Beethoven’s First Symphony, written when he was, please hold ... thirty years old, in 1800, is far more familiar to mine ears, and therefore far less distracting.
This is trick learned in college, when forced, due to lack of proper planning, to spend the whole night before a test, without sleep, in the school library, in hopes of cramming enough info into my brain to allow me to pass the test the next day, or write a fifteen page paper from scratch. The last year, when that wonderful person passed away, Beethoven’s Ninth Symphony played a significant factor in maintaining my sanity (I do believe I can whistle/hum/direct the entire symphony, start to finish, beginning at any point during the piece). Classical music, no choral pieces or signing, occupies the part of my brain that needs constant stimulation, that is always checking the surroundings, hyperalert, allowing the cognitive functions to go into overdrive, sucking up data like a sponge, or pouring words out humbly onto a page.
So much confusion, this past week, with the coup-de-grace coming late Thursday, with mention being made of the name of my recent girlfriend. Immediately, the blood sang in my eyes, vision going fuzzy at the edges, like the machine in Iron Giant, catching myself a few seconds later, vision returning to normal, bezerker-rage checked, for now.
Where do these feelings come from, whence does this rage flow? Outwardly, it flowed through my voice, to the visible delight of the surrounded revelers, a hundred faces fixated, caught in a freezeframe between refrain and melody, gasping with joy at a wanton pelvic thrust, raw emotion overloading the amplifier, pressure mounting in the ocular cavities, a blind, explosive performance in front of scores of strangers, a score of friends.

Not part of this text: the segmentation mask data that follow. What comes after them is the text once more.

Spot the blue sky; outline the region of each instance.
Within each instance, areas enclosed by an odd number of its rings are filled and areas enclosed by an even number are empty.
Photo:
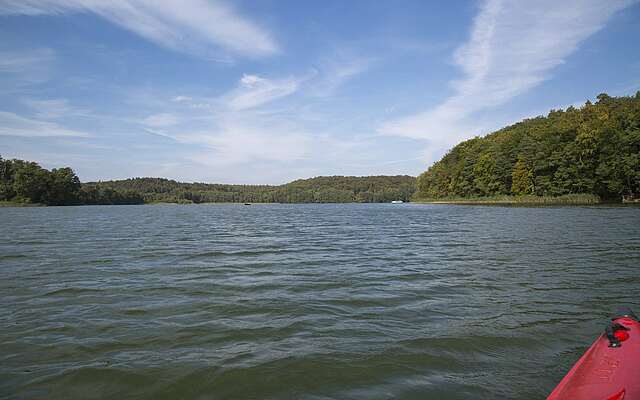
[[[0,0],[0,155],[83,181],[417,175],[640,89],[626,0]]]

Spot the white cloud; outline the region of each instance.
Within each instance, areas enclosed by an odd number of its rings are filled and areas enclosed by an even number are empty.
[[[217,98],[195,99],[180,95],[172,101],[188,104],[192,109],[239,112],[264,106],[297,92],[302,92],[309,100],[332,95],[344,82],[366,71],[371,63],[370,59],[343,60],[340,64],[325,65],[322,72],[313,70],[301,76],[278,79],[244,74],[234,89]]]
[[[347,81],[367,71],[373,63],[371,58],[339,53],[325,60],[318,71],[318,79],[311,85],[310,93],[318,97],[331,96]]]
[[[271,80],[243,75],[239,86],[221,99],[232,110],[254,108],[295,93],[305,78]]]
[[[240,83],[246,87],[252,87],[261,82],[264,82],[264,79],[256,75],[245,74],[245,75],[242,75],[242,78],[240,79]]]
[[[92,12],[162,46],[199,51],[210,45],[258,57],[274,54],[271,35],[219,0],[2,0],[0,15]]]
[[[178,124],[179,122],[180,119],[176,115],[169,113],[150,115],[142,120],[143,124],[156,128],[173,126]]]
[[[176,96],[172,100],[176,103],[188,103],[193,99],[189,96]]]
[[[474,20],[469,41],[454,55],[464,73],[462,79],[452,82],[454,94],[434,108],[387,121],[379,132],[429,140],[429,151],[441,155],[462,138],[496,128],[483,119],[483,111],[549,79],[551,70],[565,62],[583,40],[631,3],[486,1]]]
[[[262,106],[272,101],[301,91],[307,96],[326,97],[349,79],[366,71],[372,59],[336,56],[323,63],[321,70],[312,70],[304,76],[284,79],[267,79],[258,75],[244,74],[238,87],[219,100],[231,110],[240,111]]]
[[[64,128],[53,122],[38,121],[21,117],[14,113],[0,111],[0,136],[46,137],[77,136],[88,137],[86,133]]]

It is so very easy to lash out, in my mind, at couples happy, content, envious of their carefree looks, of their inside smiles, remembering a happy moment, perhaps a particularly explosive orgasm, but immediately turning the lashings back in on myself, for entertaining such base, selfish thoughts.

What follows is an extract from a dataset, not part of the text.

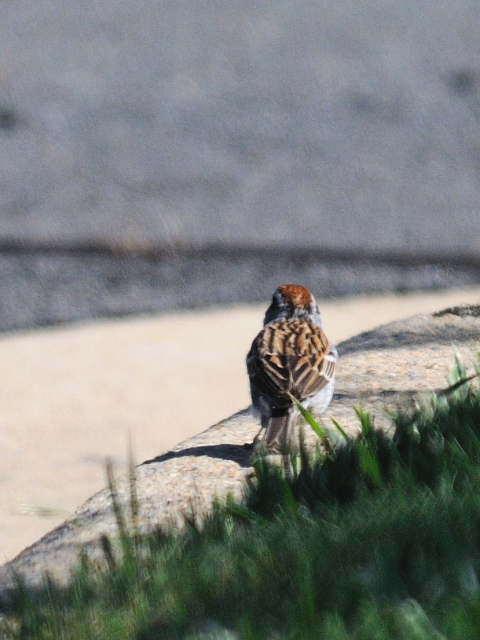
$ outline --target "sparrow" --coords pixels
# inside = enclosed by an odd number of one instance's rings
[[[291,396],[314,414],[333,396],[338,354],[322,330],[320,311],[308,289],[284,284],[273,294],[263,329],[247,355],[252,407],[265,430],[261,448],[284,453],[299,415]]]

It has been hard to write, since the retelling of that defining moment, so many years ago, when I laid bare my soul, willing to let it all go, to make that final decision to end things early. Perhaps I am reluctant to feel that pain again, perhaps it is one wall of fire I must transgress in order to do while clinging to non-ado.
Weary, for reasons unclear.
I have come to the realization today that she most likely made her decision during a moment of rational thinking, then called for a retraction once her emotions kicked in, once we met, for the handing over of items left behind, in the brilliant sunshine of a Californian spring, an innocent meeting casting doubt on the value of rational thought.
In retrospect, I believe I said NO because I couldn’t bear to lose her again.